14. O Decreto nº 12.808/2025 e a Instrução Normativa RFB nº 2.305/2025 disciplinam aspectos operacionais necessários à aplicação da Lei Complementar nº 224/2025. Não se demonstra, de plano, que a sistemática proporcional trimestral tenha instituído nova hipótese de incidência, obrigação tributária autônoma ou ampliação do conteúdo previsto em lei. A controvérsia sobre os limites da regulamentação exige exame aprofundado incompatível com a cognição sumária própria da tutela provisória.
15. A orientação adotada harmoniza-se com precedentes recentes do Tribunal Regional Federal da 6ª Região, que, em demandas análogas, afastaram a suspensão imediata da Lei Complementar nº 224/2025 diante da ausência de ilegalidade manifesta e de prova concreta de dano grave ou de difícil reparação. Embora não vinculantes, esses julgados contribuem para a estabilidade, a segurança jurídica e a isonomia da prestação jurisdicional.
IV. DISPOSITIVO
16. Agravo de instrumento não provido, mantida integralmente a decisão que indeferiu a tutela de urgência. Agravo interno prejudicado por perda superveniente do objeto, em razão do julgamento colegiado definitivo do recurso principal.
Legislação relevante citada: CF/1988, arts. 145, § 1º, 150, I e III, 153, III, e 195; CTN, art. 44 e art. 151, II; CPC, arts. 300 e 1.019, I; Lei Complementar nº 224/2025; Decreto nº 12.808/2025; Instrução Normativa RFB nº 2.305/2025.

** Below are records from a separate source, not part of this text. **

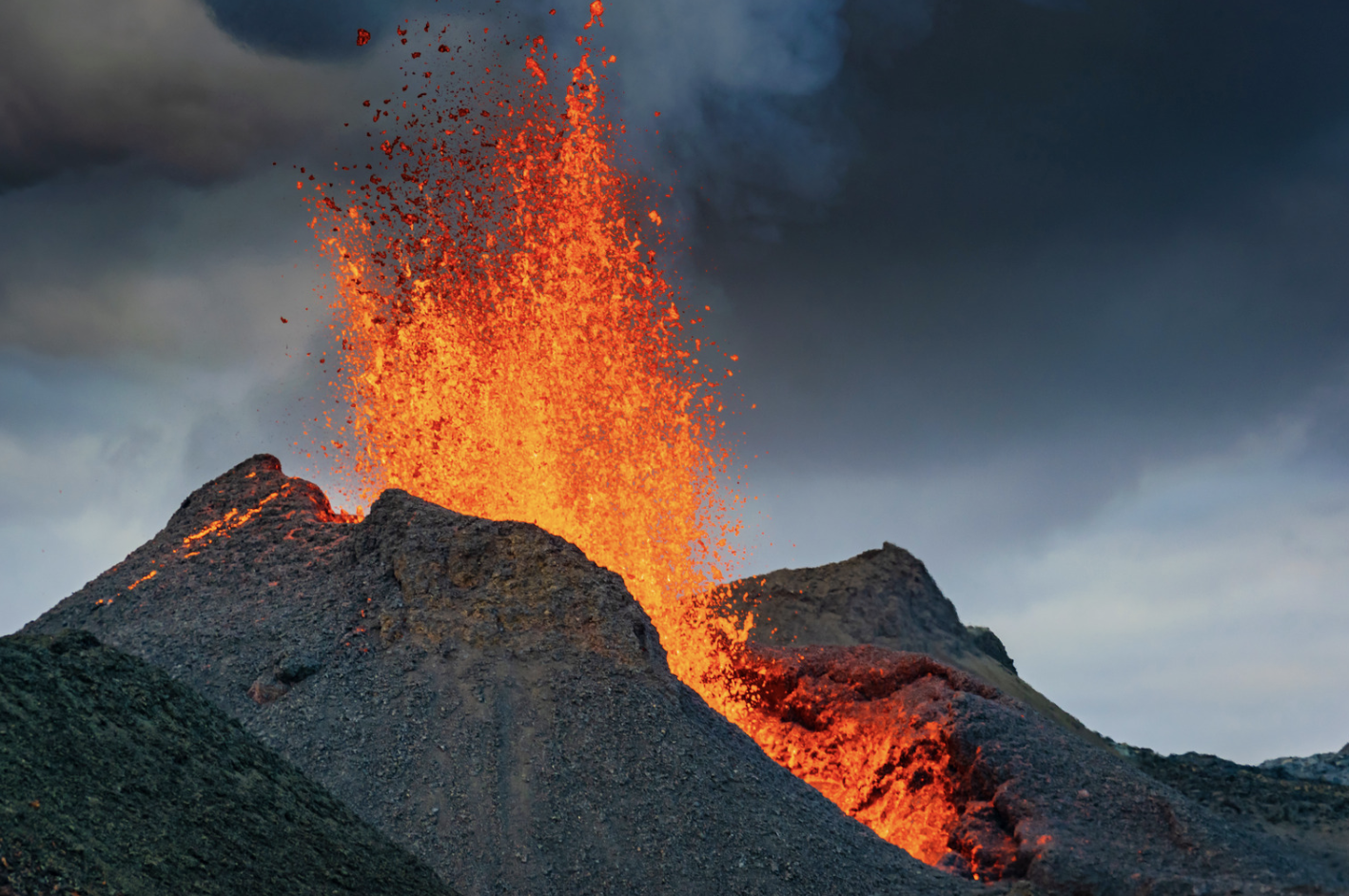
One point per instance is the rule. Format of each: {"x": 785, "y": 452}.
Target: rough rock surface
{"x": 479, "y": 691}
{"x": 1312, "y": 815}
{"x": 887, "y": 598}
{"x": 116, "y": 779}
{"x": 1332, "y": 768}
{"x": 1033, "y": 802}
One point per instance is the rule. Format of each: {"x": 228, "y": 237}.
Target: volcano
{"x": 502, "y": 708}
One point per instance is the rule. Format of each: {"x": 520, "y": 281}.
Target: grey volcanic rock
{"x": 1332, "y": 768}
{"x": 479, "y": 691}
{"x": 116, "y": 779}
{"x": 887, "y": 598}
{"x": 1312, "y": 815}
{"x": 1033, "y": 800}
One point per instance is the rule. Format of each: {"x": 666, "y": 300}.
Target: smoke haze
{"x": 1049, "y": 293}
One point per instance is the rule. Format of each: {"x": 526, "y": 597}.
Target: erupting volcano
{"x": 512, "y": 350}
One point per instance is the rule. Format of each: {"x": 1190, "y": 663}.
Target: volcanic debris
{"x": 116, "y": 779}
{"x": 502, "y": 708}
{"x": 479, "y": 691}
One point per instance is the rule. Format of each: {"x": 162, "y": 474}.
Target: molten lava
{"x": 513, "y": 351}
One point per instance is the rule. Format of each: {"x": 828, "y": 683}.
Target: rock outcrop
{"x": 999, "y": 791}
{"x": 116, "y": 779}
{"x": 502, "y": 708}
{"x": 887, "y": 598}
{"x": 479, "y": 691}
{"x": 1332, "y": 768}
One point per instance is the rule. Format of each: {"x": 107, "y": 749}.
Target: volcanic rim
{"x": 499, "y": 705}
{"x": 477, "y": 690}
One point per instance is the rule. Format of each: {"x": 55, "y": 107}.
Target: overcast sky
{"x": 1052, "y": 294}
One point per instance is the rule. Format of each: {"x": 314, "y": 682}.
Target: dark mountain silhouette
{"x": 502, "y": 708}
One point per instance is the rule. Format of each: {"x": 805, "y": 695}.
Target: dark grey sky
{"x": 1049, "y": 293}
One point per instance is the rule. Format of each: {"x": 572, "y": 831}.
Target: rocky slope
{"x": 479, "y": 691}
{"x": 116, "y": 779}
{"x": 1310, "y": 815}
{"x": 497, "y": 703}
{"x": 885, "y": 598}
{"x": 1024, "y": 799}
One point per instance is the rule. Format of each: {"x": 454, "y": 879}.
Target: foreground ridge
{"x": 500, "y": 706}
{"x": 116, "y": 779}
{"x": 479, "y": 691}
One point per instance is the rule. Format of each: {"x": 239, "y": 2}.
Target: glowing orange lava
{"x": 512, "y": 350}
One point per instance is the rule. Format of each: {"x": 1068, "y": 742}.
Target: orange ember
{"x": 512, "y": 350}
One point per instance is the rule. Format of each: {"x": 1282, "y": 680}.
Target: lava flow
{"x": 512, "y": 350}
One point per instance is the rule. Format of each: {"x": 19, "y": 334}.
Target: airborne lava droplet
{"x": 514, "y": 351}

Jurisprudência relevante citada: TRF6, AI nº 6004857-70.2026.4.06.0000, Rel. Desembargador Federal Marcelo Dolzany da Costa, Terceira Turma, DJe de 07.04.2026; TRF6, AI nº 6003955-20.2026.4.06.0000, Rel. Desembargadora Federal Mônica Sifuentes, Quarta Turma, DJe de 30.03.2026; TRF6, AI nº 6004289-54.2026.4.06.0000, Rel. Juíza Federal Convocada Geneviève Grossi Orsi, Terceira Turma, DJe de 27.03.2026; TRF6, AI nº 6003007-78.2026.4.06.0000, Rel. Juiz Federal Convocado Gláucio Maciel, Terceira Turma, DJe de 26.03.2026.
ACÓRDÃO
Vistos e relatados estes autos em que são partes as acima indicadas, a Egrégia 3ª Turma do Tribunal Regional Federal da 6ª Região decidiu, por unanimidade, negar provimento ao agravo de instrumento, prejudicado o agravo interno, em razão da perda superveniente de seu objeto decorrente do julgamento colegiado do recuso principal, mantida integralmente a decisão agravada, nos termos do voto do relator, nos termos do relatório, votos e notas de julgamento que ficam fazendo parte integrante do presente julgado.
Belo Horizonte, 08 de setembro de 2026.